LEFT JOIN "Orders" ON ("Orders"."custkey" = "Customer"."custkey"))
GROUP BY 1
) "consumption" ON ("Customer"."custkey" = "consumption"."custkey"))
)
SELECT
name
, consumption
FROM
Customer
It’s easy to find the JOIN part in the Customer
CTE is different from the part of customer_name
in Orders
. It’s an aggregation query which sums the totalprice
in Orders
and groups by the primary key of Customer
, custkey
.
The implementation is simple; however, it has a limitation: Cycling Relationship.

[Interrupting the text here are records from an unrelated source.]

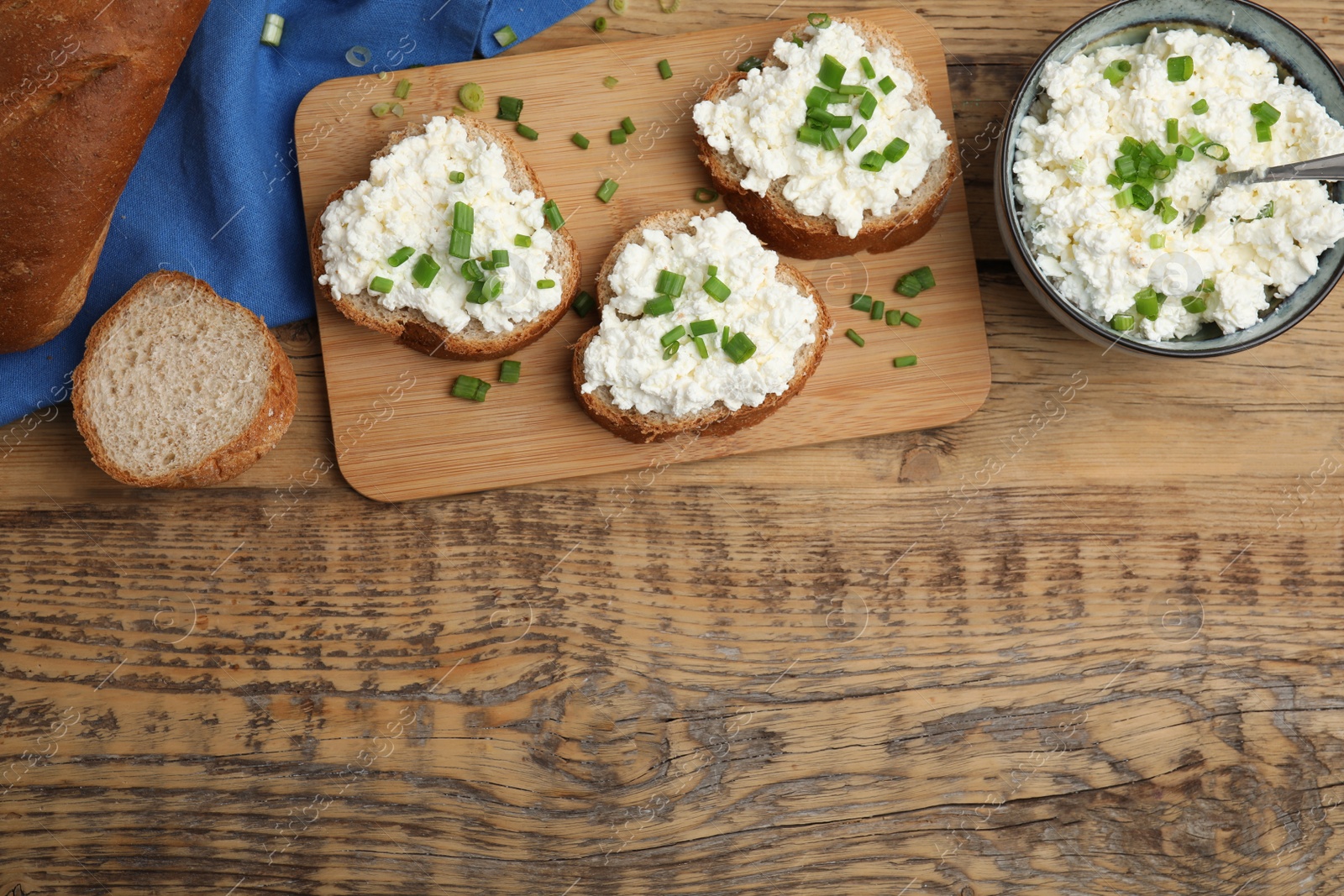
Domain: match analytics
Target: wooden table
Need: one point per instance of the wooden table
(1086, 641)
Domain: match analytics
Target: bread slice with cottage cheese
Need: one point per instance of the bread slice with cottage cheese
(785, 203)
(617, 372)
(409, 201)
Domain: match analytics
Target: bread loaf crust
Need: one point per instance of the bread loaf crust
(81, 85)
(268, 426)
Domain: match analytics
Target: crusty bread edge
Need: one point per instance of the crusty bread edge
(272, 421)
(718, 419)
(813, 237)
(412, 328)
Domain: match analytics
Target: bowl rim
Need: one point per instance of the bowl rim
(1005, 194)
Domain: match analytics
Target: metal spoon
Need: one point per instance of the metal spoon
(1327, 168)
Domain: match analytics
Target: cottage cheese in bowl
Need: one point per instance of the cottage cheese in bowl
(1257, 244)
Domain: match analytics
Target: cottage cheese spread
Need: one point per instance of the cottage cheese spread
(627, 354)
(759, 123)
(407, 201)
(1100, 255)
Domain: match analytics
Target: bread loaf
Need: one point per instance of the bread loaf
(81, 85)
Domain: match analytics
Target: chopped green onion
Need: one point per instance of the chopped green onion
(553, 214)
(816, 98)
(470, 389)
(739, 348)
(831, 73)
(909, 286)
(867, 105)
(1180, 69)
(470, 96)
(659, 307)
(460, 244)
(1194, 304)
(425, 270)
(470, 270)
(669, 284)
(1148, 302)
(273, 29)
(895, 150)
(511, 107)
(1267, 113)
(811, 136)
(717, 289)
(1218, 152)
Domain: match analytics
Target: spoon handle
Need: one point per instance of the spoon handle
(1327, 168)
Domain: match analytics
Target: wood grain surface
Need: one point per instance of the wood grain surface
(1085, 641)
(428, 443)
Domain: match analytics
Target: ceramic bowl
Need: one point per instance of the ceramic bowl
(1129, 22)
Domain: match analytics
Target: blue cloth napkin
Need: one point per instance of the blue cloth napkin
(215, 192)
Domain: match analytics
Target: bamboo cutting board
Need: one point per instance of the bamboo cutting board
(396, 432)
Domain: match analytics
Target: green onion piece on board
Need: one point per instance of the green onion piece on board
(272, 29)
(470, 96)
(658, 307)
(425, 271)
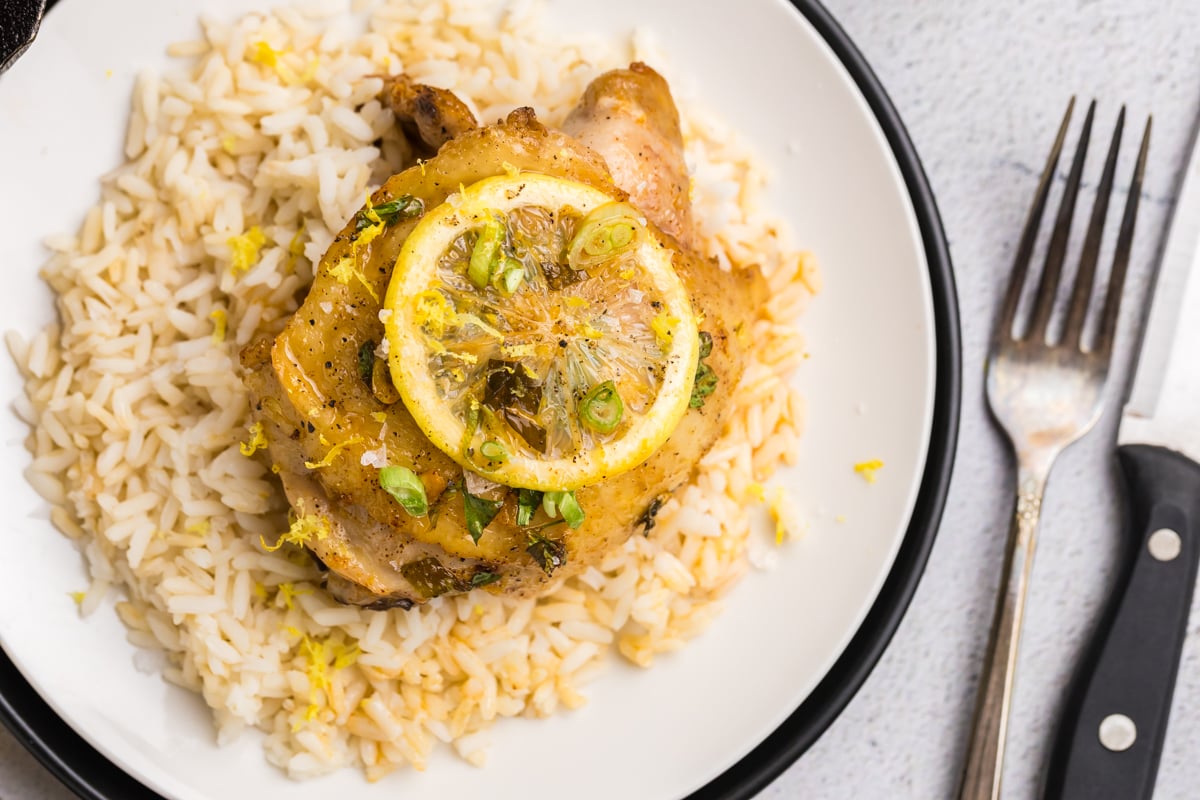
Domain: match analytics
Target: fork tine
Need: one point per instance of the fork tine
(1029, 236)
(1073, 330)
(1121, 258)
(1048, 288)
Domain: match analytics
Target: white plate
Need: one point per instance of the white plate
(870, 388)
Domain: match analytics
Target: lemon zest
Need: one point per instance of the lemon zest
(777, 512)
(303, 530)
(310, 71)
(369, 233)
(319, 656)
(288, 593)
(265, 54)
(244, 250)
(333, 452)
(257, 440)
(868, 469)
(432, 311)
(345, 656)
(220, 324)
(519, 350)
(347, 270)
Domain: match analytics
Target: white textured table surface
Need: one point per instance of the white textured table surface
(982, 85)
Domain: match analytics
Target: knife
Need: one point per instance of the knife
(1114, 725)
(19, 20)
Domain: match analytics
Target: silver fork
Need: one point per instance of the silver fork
(1045, 395)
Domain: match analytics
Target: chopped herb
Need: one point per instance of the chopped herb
(549, 553)
(516, 398)
(601, 408)
(648, 517)
(705, 383)
(406, 486)
(479, 512)
(405, 206)
(484, 578)
(563, 503)
(366, 361)
(527, 505)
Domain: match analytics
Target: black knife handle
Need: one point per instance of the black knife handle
(1129, 668)
(18, 26)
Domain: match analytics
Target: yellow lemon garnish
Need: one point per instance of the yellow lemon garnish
(303, 530)
(220, 322)
(257, 440)
(333, 452)
(468, 302)
(244, 250)
(868, 469)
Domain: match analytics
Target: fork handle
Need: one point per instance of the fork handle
(985, 753)
(1131, 666)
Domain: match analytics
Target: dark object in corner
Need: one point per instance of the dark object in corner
(19, 20)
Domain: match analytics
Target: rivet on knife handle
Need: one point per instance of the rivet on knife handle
(1113, 729)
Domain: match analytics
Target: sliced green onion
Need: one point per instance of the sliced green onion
(479, 513)
(563, 503)
(406, 205)
(485, 254)
(509, 277)
(493, 450)
(390, 212)
(705, 382)
(601, 408)
(366, 361)
(406, 487)
(606, 232)
(484, 578)
(549, 553)
(527, 505)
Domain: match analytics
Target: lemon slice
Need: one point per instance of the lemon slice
(538, 332)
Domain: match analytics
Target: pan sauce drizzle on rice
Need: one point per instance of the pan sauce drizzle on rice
(243, 164)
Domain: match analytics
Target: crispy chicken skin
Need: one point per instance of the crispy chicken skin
(309, 392)
(427, 115)
(629, 118)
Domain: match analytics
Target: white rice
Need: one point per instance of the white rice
(137, 409)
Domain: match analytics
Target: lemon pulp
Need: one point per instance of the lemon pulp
(511, 304)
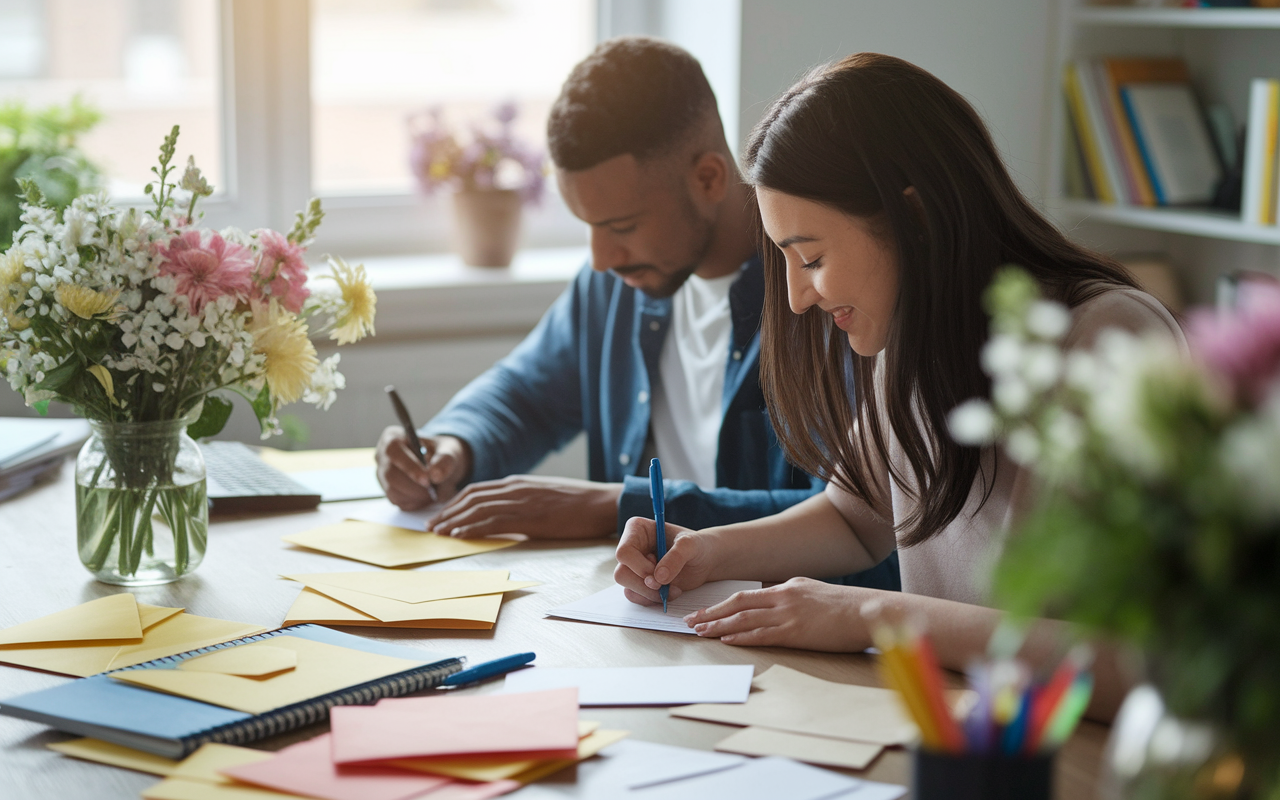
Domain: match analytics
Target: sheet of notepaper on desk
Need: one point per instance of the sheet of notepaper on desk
(611, 607)
(388, 545)
(429, 599)
(112, 632)
(641, 685)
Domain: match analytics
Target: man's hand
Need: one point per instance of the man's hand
(407, 481)
(799, 613)
(685, 566)
(531, 504)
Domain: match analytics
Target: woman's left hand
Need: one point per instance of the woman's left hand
(799, 613)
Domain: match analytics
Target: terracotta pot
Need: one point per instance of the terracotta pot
(485, 225)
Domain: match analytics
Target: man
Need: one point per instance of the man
(653, 350)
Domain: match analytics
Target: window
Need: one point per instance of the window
(145, 64)
(374, 63)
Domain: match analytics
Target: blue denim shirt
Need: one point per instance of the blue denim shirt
(590, 365)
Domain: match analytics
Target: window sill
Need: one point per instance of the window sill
(439, 297)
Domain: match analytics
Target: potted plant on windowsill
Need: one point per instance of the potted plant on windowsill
(492, 174)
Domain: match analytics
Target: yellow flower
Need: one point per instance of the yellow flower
(85, 302)
(359, 304)
(104, 376)
(291, 359)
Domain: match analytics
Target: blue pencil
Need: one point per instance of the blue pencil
(659, 511)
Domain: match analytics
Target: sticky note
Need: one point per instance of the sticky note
(458, 613)
(321, 668)
(245, 661)
(305, 768)
(503, 767)
(115, 755)
(388, 545)
(416, 586)
(114, 617)
(538, 723)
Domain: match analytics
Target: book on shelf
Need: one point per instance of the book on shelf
(1261, 144)
(1142, 137)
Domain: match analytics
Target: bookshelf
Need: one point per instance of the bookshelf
(1224, 49)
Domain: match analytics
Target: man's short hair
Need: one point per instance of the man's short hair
(632, 95)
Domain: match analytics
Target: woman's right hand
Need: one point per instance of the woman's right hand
(686, 565)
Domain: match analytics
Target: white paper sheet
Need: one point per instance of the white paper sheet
(641, 685)
(347, 484)
(611, 607)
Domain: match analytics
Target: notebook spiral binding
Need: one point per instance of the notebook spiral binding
(307, 712)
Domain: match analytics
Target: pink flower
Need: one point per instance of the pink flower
(208, 269)
(1242, 346)
(280, 270)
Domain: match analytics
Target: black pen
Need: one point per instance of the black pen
(407, 423)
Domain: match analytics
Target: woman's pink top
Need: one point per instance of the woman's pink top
(956, 563)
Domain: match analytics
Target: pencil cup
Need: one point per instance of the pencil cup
(981, 776)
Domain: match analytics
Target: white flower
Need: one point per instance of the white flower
(972, 423)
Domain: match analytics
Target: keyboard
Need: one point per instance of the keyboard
(238, 481)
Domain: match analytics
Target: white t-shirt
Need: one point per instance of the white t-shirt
(686, 402)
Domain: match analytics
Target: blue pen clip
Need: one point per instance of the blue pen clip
(488, 670)
(659, 512)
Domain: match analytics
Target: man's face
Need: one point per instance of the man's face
(645, 225)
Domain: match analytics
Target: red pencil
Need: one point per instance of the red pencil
(931, 679)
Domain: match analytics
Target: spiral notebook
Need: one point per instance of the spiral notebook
(173, 726)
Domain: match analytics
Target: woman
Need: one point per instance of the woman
(886, 211)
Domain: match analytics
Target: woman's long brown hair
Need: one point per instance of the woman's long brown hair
(855, 136)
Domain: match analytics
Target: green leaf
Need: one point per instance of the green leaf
(60, 375)
(213, 417)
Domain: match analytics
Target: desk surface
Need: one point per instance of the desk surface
(40, 574)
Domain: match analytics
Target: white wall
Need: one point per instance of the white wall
(992, 51)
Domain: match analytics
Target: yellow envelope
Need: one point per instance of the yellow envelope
(178, 635)
(497, 767)
(415, 586)
(115, 755)
(801, 748)
(206, 763)
(182, 789)
(105, 618)
(388, 545)
(321, 668)
(458, 613)
(245, 661)
(83, 658)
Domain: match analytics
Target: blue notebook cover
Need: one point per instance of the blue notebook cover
(173, 727)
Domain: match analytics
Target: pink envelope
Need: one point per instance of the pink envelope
(535, 723)
(305, 769)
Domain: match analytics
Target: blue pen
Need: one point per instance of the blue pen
(488, 670)
(659, 512)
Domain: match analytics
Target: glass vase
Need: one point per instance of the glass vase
(141, 510)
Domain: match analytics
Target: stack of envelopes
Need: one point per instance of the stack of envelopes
(433, 599)
(462, 749)
(389, 545)
(794, 714)
(112, 632)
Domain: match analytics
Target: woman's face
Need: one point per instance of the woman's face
(835, 263)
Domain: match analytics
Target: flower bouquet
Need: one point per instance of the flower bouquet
(492, 174)
(1159, 522)
(138, 320)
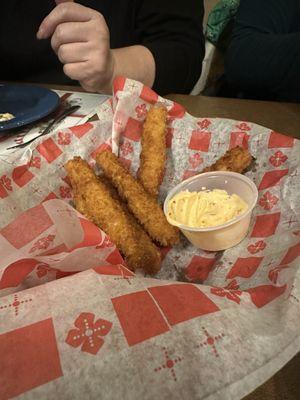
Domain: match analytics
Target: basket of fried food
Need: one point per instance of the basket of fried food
(126, 207)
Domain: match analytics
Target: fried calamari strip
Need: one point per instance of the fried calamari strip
(94, 199)
(140, 203)
(153, 153)
(234, 160)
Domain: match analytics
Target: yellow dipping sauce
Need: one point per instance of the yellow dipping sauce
(205, 209)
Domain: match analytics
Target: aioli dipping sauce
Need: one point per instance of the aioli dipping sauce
(206, 208)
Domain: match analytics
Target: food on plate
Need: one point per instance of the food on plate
(94, 198)
(236, 159)
(206, 208)
(6, 117)
(153, 153)
(142, 205)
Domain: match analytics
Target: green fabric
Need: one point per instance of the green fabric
(220, 18)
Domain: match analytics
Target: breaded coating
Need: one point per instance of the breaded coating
(94, 199)
(153, 153)
(234, 160)
(140, 203)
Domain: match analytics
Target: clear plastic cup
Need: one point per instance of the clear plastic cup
(223, 236)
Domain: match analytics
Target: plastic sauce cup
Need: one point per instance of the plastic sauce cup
(223, 236)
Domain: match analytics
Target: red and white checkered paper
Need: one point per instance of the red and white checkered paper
(213, 326)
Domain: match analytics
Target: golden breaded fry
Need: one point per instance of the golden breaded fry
(94, 200)
(140, 203)
(153, 153)
(234, 160)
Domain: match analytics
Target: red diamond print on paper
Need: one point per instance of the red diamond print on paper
(119, 270)
(204, 123)
(169, 364)
(271, 178)
(49, 150)
(21, 175)
(278, 159)
(278, 140)
(268, 201)
(182, 302)
(148, 95)
(17, 232)
(81, 130)
(240, 139)
(292, 220)
(169, 137)
(6, 182)
(200, 140)
(164, 251)
(65, 192)
(133, 129)
(102, 147)
(50, 196)
(233, 285)
(105, 243)
(265, 225)
(291, 255)
(233, 295)
(32, 356)
(126, 148)
(15, 305)
(115, 258)
(88, 333)
(274, 273)
(127, 279)
(195, 160)
(211, 341)
(17, 272)
(199, 268)
(141, 110)
(42, 243)
(35, 162)
(256, 247)
(243, 126)
(43, 270)
(92, 235)
(244, 267)
(264, 294)
(139, 317)
(64, 138)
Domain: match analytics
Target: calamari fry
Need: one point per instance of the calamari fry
(153, 153)
(234, 160)
(140, 203)
(95, 199)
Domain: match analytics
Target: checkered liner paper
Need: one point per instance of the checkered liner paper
(208, 326)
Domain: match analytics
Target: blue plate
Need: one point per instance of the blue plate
(27, 103)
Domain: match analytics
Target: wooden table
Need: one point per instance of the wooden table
(284, 118)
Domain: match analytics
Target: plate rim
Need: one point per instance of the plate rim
(12, 124)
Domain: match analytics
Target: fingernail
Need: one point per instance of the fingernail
(41, 33)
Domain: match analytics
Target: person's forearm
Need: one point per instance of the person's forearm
(135, 62)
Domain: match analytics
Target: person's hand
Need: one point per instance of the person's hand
(80, 38)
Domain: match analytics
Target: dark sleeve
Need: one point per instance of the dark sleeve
(173, 32)
(264, 53)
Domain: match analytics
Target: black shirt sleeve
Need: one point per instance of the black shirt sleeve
(264, 53)
(173, 32)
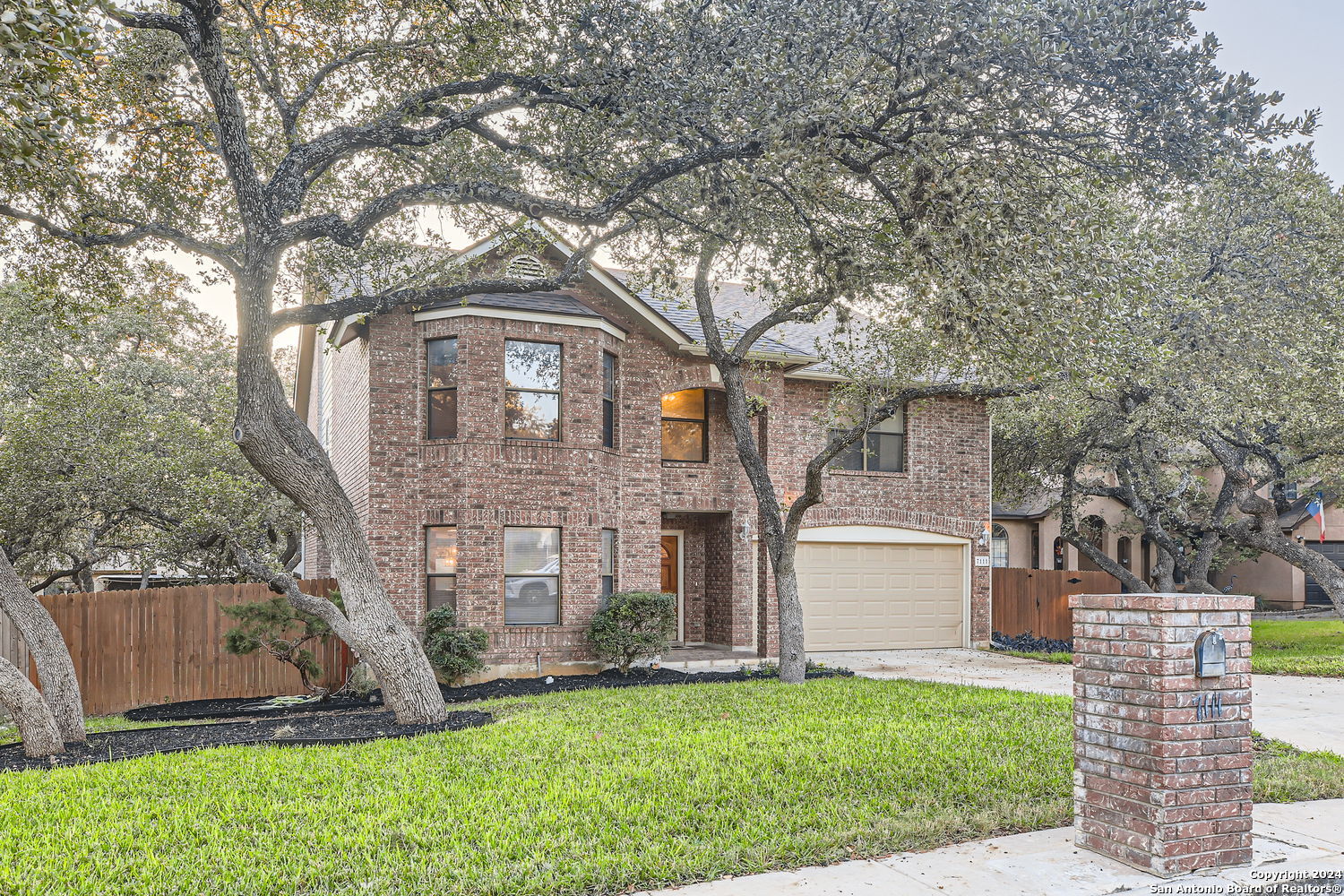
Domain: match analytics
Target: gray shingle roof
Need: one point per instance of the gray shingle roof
(739, 308)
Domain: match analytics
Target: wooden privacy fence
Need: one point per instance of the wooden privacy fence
(1037, 600)
(134, 648)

As we discussed, both the model implementation and the relationship are managed by CTE. The Wren Engine dynamically generates the SQL. However, CTE requires a sequential ordering; it can only access CTEs that appear before it.
Think about this case:
SELECT o.customer_name, c.consumption
FROM Customer c JOIN Orders o ON o.custkey = c.custkey
It uses both customer_name
and consumption
in SQL. How does the Wren Engine sort CTEs? Understanding this will allow us to determine that the topology of the CTEs is a Directed Acyclic Graph (DAG). If you receive the error message regarding cycling relationships, check whether the selected items create a dependency cycle or not.